Okay, I agree that ending a question with a preposition may not be grammatically correct but that’s not the issue here. I have read (and reread) the press release issued by Sen. Bettencourt challenging the Texas Educators Vote initiative and I get more miffed about the false accusations and innuendos each time I read it. I can only hope that educators across the state feel the same angst when reviewing his comments. Here are a couple of specific concerns.
In his release, he states, “The underlying public policy issue here is whether taxpayer monies should be spent on issue or candidate specific electioneering that pushes one particular outcome over another”. This clearly is a tactic to intimidate voters and to deny them the opportunity (maybe better stated, the right) to know what the issues are and how they impact each voter. Since when do we deny voters the right to learn more about the issues and to discourage them from supporting candidates of their choice? Isn’t an informed and engaged public key to the success of our democracy?
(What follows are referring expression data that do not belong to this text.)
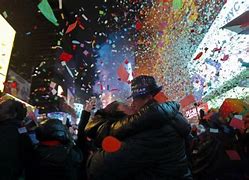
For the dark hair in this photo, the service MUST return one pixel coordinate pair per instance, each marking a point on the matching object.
(112, 107)
(53, 129)
(11, 109)
(111, 110)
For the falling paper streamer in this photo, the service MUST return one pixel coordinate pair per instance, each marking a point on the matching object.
(65, 57)
(5, 15)
(225, 58)
(161, 97)
(198, 56)
(187, 100)
(177, 4)
(60, 4)
(122, 73)
(47, 11)
(71, 27)
(69, 71)
(237, 123)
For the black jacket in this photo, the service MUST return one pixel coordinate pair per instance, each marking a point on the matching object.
(153, 146)
(15, 150)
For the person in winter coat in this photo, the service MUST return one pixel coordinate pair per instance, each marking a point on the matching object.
(153, 140)
(92, 131)
(14, 140)
(56, 156)
(98, 127)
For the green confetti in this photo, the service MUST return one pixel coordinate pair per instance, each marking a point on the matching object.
(177, 4)
(47, 11)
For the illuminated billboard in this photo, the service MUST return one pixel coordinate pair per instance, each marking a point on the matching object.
(222, 53)
(7, 36)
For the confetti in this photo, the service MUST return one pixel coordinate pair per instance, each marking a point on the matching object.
(47, 11)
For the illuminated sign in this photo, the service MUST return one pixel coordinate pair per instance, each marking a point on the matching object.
(7, 36)
(221, 52)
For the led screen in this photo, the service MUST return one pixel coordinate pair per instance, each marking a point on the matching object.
(222, 53)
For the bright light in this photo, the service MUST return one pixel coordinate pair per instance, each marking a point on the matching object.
(9, 96)
(7, 36)
(237, 92)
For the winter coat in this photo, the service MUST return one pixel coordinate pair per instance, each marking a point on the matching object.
(15, 150)
(153, 147)
(99, 126)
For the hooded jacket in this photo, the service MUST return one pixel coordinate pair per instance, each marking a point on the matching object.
(153, 146)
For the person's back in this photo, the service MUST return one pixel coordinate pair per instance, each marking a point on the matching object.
(55, 157)
(153, 140)
(14, 140)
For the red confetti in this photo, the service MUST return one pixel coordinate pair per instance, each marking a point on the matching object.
(138, 26)
(161, 97)
(187, 100)
(244, 25)
(65, 57)
(71, 27)
(122, 73)
(111, 144)
(217, 49)
(198, 56)
(225, 58)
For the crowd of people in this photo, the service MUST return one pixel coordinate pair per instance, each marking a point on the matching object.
(156, 143)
He continues, “… the Texas Constitution is clear on this point”. This sure looks like referencing the Constitution only when it benefits his position directly. I wonder if the Senator even knows the section of the Constitution, Article 7, Section 1, that states, “… it shall be the duty of the Legislature of the State to establish and make suitable provision for the support and maintenance of an efficient system of public free schools”. And what has he done to ensure that this obligation is fulfilled?
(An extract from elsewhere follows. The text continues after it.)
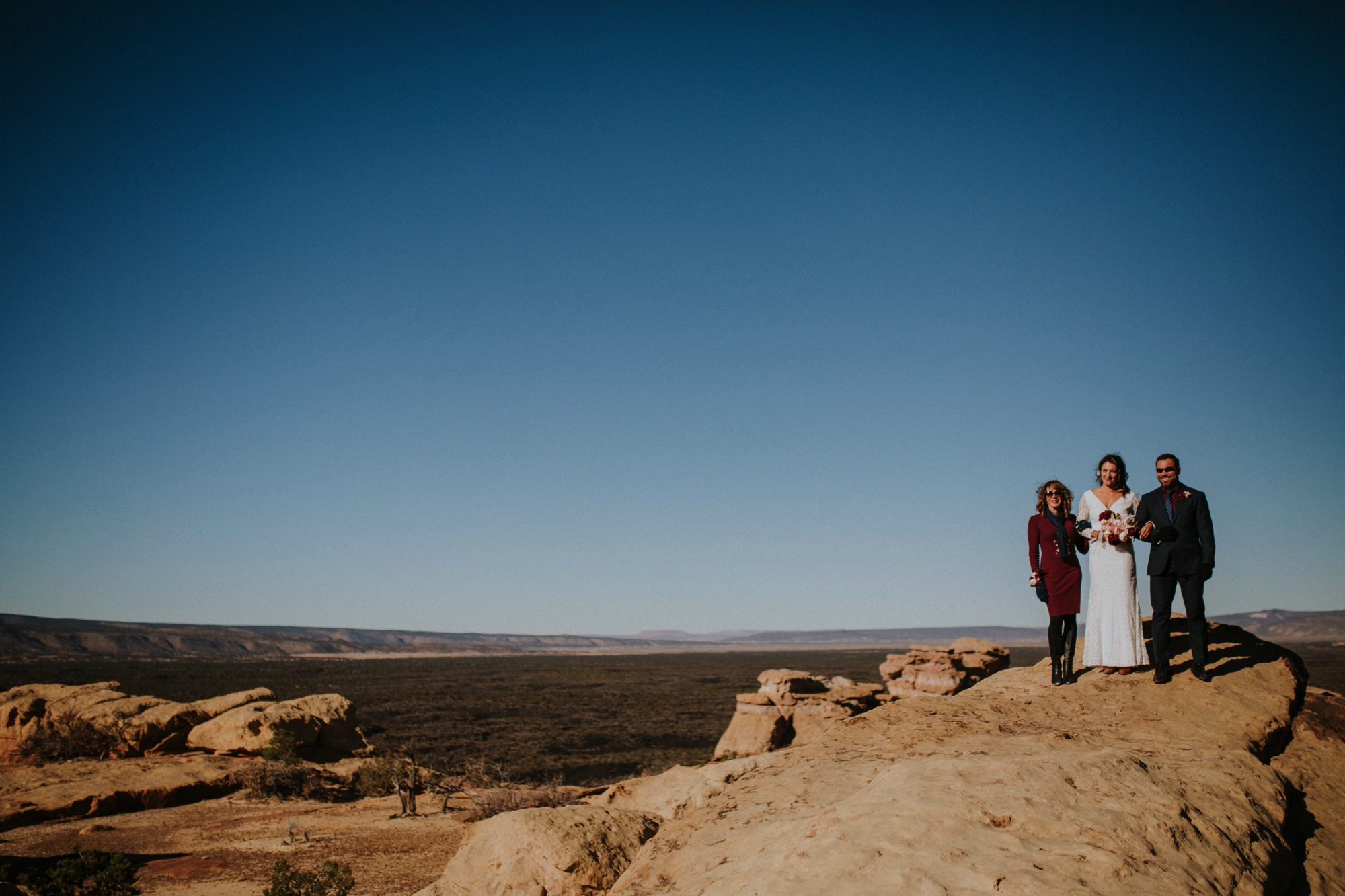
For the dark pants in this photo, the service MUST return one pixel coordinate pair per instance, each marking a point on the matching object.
(1161, 592)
And how about, “There is no fact … that it is legal to coerce public employees to sign an ‘oath’ to a particular political viewpoint …”. When I read the oath that is encouraged by the Texas Educators Vote initiative, I see two main elements, one being a commitment to vote in the upcoming primary and general elections, a second to “vote in support of the more than 5.4 million Texas school children”. I don’t see anything that even looks like coercion in this.
What it does do, however, is encourage individuals to register to vote and to become informed voters, then cast their ballot on election day. There clearly is no effort to endorse or support specific candidates. But by becoming more educated about the issues, individuals are more motivated to vote (for the candidate of their choice!) and are better able to model the civic right we have to vote.
Virtually all of his release is a “stretch”, a stretch to discourage efforts by districts to engage educators in the voting process. We teach civics and the importance of engagement in our schools at virtually every level so why should we now try to discourage efforts to engage and “get out the vote”? There is a genuine concern on the part of many that efforts such as Texas Educators Vote are having an impact and that engagement by educators will bring the issues to light. I guess that’s what they are afraid of, namely the efforts to make public education a priority.
Wishing you and your families a Merry Christmas!